Mis amorosas condiscípulas
de un distinguido colegio, más violentas
que los varones, me golpeaban en la cabeza, me arrancaban mechones de pelo, en
un odio estúpido a la “rubia”… todo ante la risa o la indiferencia de las
preceptoras, hasta que mi padre me sacó de ese infierno y me puso en una escuela
más sencilla, pero en la que había un poco más de humanidad.
Cuando fui
maestra, comprobé que un maltrato semejante o peor podía sufrir el de piel
oscura (más ofensivo todavía si era mujer), pero también el gordito, el que no
veía o no oía bien, el que tenía un pie
enyesado, el hijo de ciertos extranjeros, cualquiera que fuese diferente. El bullying no es un problema que empezó
hace cuatro o cinco años, ni brotó de golpe, como un conejo de una galera, sólo
porque se lo bautizó con un nombre en inglés. De alguna manera existió siempre
en este país que en teoría tiene un
corazón así de grande y está abierto “para todos los hombres del mundo que
quieran habitar el suelo argentino”.
Algunas de estas
formas de discriminación pueden ser analizadas desde una visión histórica,
sociológica, psicológica, o parecernos más graves que otras, pero ninguna de ellas tiene la menor
justificación moral. Porque nada, pero nada – ni la inmigración, ni la
guerra, ni los conflictos sociales, ni las diferencias físicas – NADA JUSTIFICA
HACER SUFRIR A UN NIÑO, ni tampoco (me refiero a la responsabilidad de los
educadores) PERMITIR QUE ESO OCURRA.
Partamos de una
base: el niño es inocente. Sus actitudes reflejan el mundo de los adultos.
Incluso el chico agresor, por desagradable que nos resulte, suele ser víctima a
su vez de un ambiente familiar donde la falta de respeto y la violencia son el
modo habitual de vivir, y no me refiero solamente a lo que sucede en las casas
de los pobres… Las jovencitas psicopáticas de mi primer colegio eran “niñas
bien”, de hogares donde no faltaba el dinero.
Por eso pienso
que, al lado de otras cosas, que se me
tratara como a una rubia tonta fue lo de menos…
No me voy a detener aquí en aquel asunto
absurdo de haberme oído llamar, de muy chiquita, “nazi” y “criminal de guerra”,
sólo por haber tenido un antepasado alemán que llegó a la Argentina… ¡ en 1885!

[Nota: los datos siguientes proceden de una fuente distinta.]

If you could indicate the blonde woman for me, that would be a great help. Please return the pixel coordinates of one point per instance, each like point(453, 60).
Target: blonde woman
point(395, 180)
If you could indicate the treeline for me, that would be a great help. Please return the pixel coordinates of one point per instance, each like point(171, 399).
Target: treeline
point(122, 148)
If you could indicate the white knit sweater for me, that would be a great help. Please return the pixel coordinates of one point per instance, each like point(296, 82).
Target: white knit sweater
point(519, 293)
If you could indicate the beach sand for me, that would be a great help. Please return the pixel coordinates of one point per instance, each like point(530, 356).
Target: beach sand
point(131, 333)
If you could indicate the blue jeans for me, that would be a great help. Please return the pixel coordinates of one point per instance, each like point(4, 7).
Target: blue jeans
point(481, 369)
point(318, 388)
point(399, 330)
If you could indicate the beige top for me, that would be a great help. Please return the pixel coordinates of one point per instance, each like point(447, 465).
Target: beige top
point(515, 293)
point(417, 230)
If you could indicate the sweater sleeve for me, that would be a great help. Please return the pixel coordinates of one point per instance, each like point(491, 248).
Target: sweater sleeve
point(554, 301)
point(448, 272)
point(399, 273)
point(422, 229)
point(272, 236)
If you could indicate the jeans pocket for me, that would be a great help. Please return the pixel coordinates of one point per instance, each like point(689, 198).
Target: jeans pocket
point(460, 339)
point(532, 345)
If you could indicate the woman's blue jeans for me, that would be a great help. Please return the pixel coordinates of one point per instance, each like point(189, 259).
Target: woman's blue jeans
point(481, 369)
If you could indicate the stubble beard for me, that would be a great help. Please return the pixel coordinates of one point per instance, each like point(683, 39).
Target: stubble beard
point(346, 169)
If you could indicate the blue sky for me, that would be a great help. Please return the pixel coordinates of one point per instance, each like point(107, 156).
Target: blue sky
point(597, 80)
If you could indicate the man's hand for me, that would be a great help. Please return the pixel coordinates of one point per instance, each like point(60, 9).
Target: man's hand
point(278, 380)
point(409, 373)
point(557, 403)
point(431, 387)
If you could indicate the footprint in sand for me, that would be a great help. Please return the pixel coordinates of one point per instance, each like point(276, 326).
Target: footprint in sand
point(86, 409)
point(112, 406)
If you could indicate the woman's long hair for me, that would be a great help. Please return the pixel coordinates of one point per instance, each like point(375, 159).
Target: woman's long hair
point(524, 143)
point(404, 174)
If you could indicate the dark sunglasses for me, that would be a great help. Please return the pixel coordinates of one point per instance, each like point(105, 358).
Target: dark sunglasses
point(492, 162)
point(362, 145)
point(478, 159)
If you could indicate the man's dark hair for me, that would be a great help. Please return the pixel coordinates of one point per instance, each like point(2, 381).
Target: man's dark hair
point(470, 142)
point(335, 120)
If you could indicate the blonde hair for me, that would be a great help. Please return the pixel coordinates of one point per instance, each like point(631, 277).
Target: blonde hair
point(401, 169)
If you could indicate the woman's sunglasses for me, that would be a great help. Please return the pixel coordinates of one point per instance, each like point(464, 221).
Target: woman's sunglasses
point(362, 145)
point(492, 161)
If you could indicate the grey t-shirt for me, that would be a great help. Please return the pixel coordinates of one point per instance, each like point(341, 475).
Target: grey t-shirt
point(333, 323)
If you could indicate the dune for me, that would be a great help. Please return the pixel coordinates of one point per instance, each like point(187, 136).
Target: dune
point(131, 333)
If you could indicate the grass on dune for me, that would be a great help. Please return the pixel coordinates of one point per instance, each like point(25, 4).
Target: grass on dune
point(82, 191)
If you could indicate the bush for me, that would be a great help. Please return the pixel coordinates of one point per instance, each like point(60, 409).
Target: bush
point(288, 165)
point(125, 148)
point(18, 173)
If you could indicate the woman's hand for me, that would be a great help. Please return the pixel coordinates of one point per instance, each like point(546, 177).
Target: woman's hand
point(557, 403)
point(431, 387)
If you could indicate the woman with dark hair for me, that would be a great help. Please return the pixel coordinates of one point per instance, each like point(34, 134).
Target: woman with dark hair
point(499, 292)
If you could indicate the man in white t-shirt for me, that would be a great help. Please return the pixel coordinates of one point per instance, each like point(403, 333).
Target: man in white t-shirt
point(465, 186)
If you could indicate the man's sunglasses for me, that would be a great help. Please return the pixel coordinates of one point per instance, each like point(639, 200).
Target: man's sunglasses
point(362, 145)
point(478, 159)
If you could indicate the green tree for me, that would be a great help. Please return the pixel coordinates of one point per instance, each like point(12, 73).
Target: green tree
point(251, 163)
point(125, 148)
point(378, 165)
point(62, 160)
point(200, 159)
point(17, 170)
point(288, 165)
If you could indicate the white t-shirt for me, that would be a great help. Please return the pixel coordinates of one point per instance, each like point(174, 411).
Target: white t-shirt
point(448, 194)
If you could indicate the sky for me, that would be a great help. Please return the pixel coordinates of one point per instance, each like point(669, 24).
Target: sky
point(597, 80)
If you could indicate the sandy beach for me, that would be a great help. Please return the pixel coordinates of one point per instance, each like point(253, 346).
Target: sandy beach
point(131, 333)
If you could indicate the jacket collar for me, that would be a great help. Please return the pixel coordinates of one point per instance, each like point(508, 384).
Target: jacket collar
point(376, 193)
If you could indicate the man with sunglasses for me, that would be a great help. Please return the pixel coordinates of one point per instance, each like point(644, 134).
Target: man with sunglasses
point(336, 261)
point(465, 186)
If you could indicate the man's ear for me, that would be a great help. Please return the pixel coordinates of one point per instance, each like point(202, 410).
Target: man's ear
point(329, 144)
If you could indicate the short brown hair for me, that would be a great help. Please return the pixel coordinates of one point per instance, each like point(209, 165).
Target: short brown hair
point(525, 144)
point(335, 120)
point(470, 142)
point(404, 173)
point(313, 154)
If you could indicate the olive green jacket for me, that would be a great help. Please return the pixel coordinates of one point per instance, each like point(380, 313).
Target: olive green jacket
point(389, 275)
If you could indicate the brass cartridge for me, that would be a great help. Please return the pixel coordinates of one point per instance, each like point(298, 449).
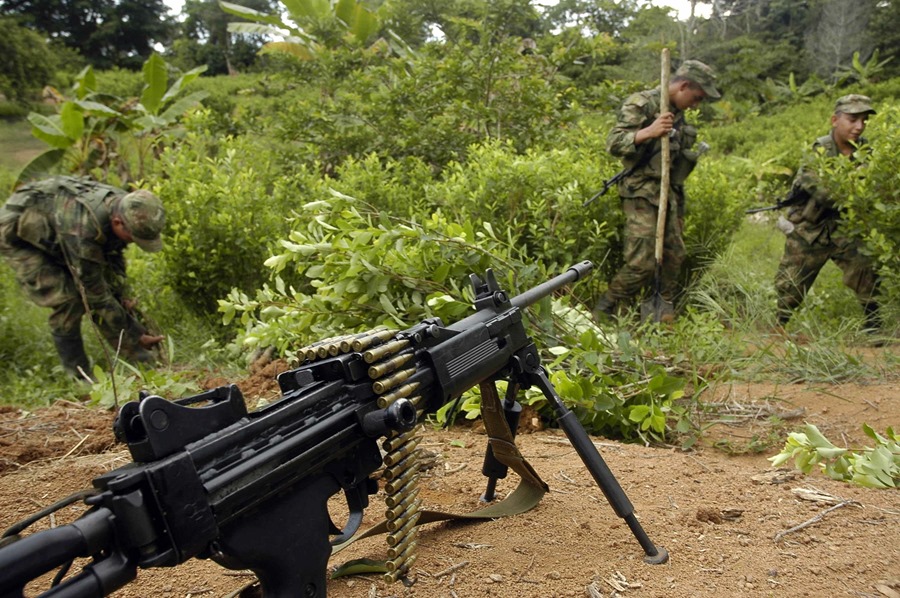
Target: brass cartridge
point(385, 384)
point(399, 569)
point(397, 485)
point(382, 351)
point(386, 367)
point(374, 336)
point(394, 524)
point(397, 456)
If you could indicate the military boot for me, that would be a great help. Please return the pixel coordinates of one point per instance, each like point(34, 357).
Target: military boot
point(139, 356)
point(873, 316)
point(71, 353)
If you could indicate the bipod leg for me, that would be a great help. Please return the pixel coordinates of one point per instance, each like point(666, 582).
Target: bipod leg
point(493, 469)
point(589, 454)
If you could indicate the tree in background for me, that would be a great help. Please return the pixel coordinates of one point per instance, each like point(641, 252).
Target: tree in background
point(841, 29)
point(207, 40)
point(107, 33)
point(885, 32)
point(28, 63)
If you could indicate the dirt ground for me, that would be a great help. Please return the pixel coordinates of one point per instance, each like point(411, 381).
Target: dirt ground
point(726, 518)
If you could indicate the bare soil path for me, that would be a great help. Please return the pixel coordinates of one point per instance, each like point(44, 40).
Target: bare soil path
point(718, 515)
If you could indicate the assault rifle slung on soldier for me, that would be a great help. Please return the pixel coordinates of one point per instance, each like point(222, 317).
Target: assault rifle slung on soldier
point(250, 490)
point(795, 197)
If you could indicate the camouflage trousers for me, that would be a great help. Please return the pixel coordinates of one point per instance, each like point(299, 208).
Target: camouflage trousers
point(46, 282)
point(803, 260)
point(640, 246)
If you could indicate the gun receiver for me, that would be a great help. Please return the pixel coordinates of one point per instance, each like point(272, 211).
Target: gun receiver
point(250, 489)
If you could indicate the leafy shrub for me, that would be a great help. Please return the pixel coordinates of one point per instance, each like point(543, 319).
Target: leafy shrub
point(364, 268)
point(877, 467)
point(226, 205)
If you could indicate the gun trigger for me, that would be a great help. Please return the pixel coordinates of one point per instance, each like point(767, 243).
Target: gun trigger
point(357, 499)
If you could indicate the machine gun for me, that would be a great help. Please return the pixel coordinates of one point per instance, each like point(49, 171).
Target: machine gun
point(796, 196)
point(250, 489)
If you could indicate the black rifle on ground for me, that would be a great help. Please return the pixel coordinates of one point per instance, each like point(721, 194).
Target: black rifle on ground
point(250, 489)
point(795, 197)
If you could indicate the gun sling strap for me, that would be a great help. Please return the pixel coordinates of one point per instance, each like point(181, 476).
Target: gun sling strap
point(526, 496)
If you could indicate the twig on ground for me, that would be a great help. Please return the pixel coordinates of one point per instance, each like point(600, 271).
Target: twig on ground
point(75, 448)
point(450, 570)
point(814, 520)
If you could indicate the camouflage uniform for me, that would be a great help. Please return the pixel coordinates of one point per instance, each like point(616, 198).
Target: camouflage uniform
point(640, 191)
point(817, 237)
point(57, 236)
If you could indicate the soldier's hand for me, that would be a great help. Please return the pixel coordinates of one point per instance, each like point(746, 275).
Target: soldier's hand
point(148, 341)
point(660, 127)
point(663, 124)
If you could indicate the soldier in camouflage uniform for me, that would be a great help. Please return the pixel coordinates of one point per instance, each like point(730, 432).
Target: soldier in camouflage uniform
point(64, 238)
point(635, 139)
point(817, 236)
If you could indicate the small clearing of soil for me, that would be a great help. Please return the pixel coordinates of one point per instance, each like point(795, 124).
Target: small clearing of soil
point(718, 515)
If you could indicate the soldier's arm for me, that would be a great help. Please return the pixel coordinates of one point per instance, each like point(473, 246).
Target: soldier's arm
point(89, 268)
point(635, 125)
point(807, 179)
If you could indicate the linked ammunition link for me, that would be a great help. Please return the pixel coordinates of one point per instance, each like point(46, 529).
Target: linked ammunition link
point(392, 363)
point(402, 501)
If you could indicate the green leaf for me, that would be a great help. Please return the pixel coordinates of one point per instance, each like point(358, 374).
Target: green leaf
point(182, 82)
point(41, 166)
point(155, 83)
point(72, 120)
point(96, 108)
point(310, 9)
point(50, 130)
point(178, 108)
point(85, 82)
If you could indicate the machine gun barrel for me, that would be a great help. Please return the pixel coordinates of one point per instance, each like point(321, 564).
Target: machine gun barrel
point(531, 296)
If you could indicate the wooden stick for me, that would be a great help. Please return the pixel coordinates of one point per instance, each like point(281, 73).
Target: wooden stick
point(665, 157)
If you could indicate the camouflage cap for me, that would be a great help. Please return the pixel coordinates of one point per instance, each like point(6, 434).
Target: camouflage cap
point(144, 216)
point(701, 74)
point(854, 104)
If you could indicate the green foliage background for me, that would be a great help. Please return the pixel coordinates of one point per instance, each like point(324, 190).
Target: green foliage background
point(361, 183)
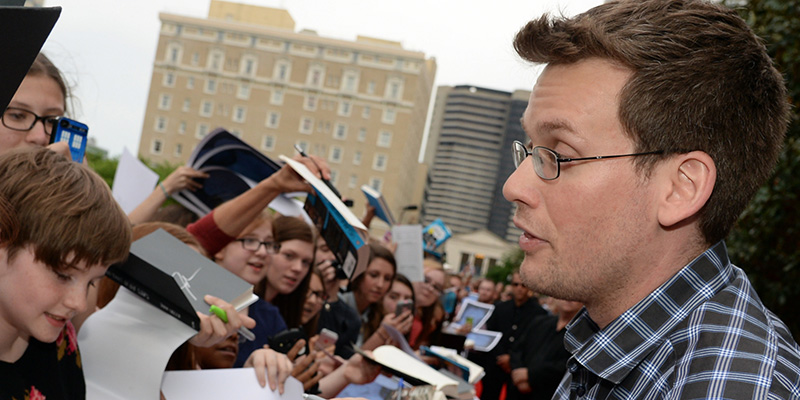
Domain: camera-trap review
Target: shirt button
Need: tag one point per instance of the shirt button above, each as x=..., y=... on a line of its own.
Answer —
x=573, y=367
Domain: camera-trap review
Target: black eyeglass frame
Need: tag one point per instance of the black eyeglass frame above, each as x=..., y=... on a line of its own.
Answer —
x=271, y=247
x=53, y=119
x=516, y=146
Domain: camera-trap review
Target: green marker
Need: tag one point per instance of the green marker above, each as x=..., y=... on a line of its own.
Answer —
x=219, y=313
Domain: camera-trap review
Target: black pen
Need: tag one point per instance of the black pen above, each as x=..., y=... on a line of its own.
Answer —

a trabajar como agricultor, y no tuvo la
culpa de nada, salvo la de haberme legado el pelo rubio y el apellido. Mi
inocencia me protegía, en aquella edad, del significado de esas palabras. No me
voy a extender tampoco sobre el diálogo –bastante agitado- con una profesora
del secundario, ultranacionalista ella, que en su histeria antisemita me
confundió con judía sionista y me hizo padecer lo propio (experiencia
aleccionadora, porque en la piel del judío también hay que estar). Paso por
alto tanta estupidez criolla, para contar algo verdaderamente triste.
En mi infancia,
en algún lugar de mi ciudad, vivía un matrimonio de japoneses, limpios y
laboriosos, al frente de su infaltable tintorería. Tenían dos hijos: un niño y
una niña. Yo no lo comprendía bien entonces, pero imagino ahora lo que aquellos
dos muñecos, con sus ojitos rasgados y su piel dorada, debían aguantar cuando salían a la calle, camino de la
escuela, y oían a los chicos del barrio gritarles: “¡Japoneses hijos de p…!”
Hacía ya unos
cuantos años de la guerra del Pacífico, y sin embargo, las películas y las
historietas –incluso las destinadas a los niños- seguían plagadas de
norteamericanos altos y buenos mozos que debían luchar contra unos horribles
enanos amarillos (los “japoneses”). Cómo sería de malo todo aquel material, que
a mí, siendo chiquita, me sonaba a falso, Pero no recuerdo a ninguna persona
mayor que haya tenido la delicadeza de explicar eso a los otros chicos.
Y ahí seguían
los dos hermanitos, soportando a diario un rechazo injusto, que no estaban en
condiciones de cuestionar ni de entender. Supongo que el niño, el varón, se
habrá defendido alguna vez con la fuerza (recurso objetable, y por desgracia,
el único disponible en algunos casos).
Pero sé que la niña, la japonesita, no tuvo la misma posibilidad… ni la misma resistencia.
Sufrió para adentro, sin poder comprender por qué su pelo, sus ojos, su piel,
le atraían la agresión de la gente. Y
murió a los quince años… según dicen, de anorexia nerviosa.